Edge computing has matured from buzzword to essential architecture pattern. With users expecting sub-100ms response times and regulations increasingly requiring data locality, moving computation to the edge is no longer optional for many applications. Here are the patterns that are proving their worth in production.
Pattern 1: CDN Compute
The lowest barrier to edge computing is running logic at your CDN's edge nodes. Cloudflare Workers, Vercel Edge Functions, and Deno Deploy offer sub-millisecond cold starts with global distribution. Use this pattern for: A/B testing, authentication token validation, request routing, personalization, and API response transformation. These platforms now support WebAssembly, databases (D1, Turso), and key-value stores at the edge.

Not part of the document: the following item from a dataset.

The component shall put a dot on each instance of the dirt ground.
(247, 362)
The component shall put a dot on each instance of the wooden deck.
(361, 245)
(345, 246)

Pattern 2: Regional Inference
For ML-powered features, running inference at regional edge locations (rather than centralized GPU clusters) dramatically reduces latency. Small models (under 2B parameters) run efficiently on CPU-optimized instances at edge locations. The architecture: centralized training and model management, with optimized inference models distributed to 15-30 regional points of presence.
Pattern 3: Hybrid Edge-Cloud
Most real-world architectures are hybrid. The edge handles latency-sensitive operations (authentication, caching, light compute), while the cloud handles heavy lifting (complex queries, batch processing, model training). The key is designing clear boundaries and async sync mechanisms between the two tiers.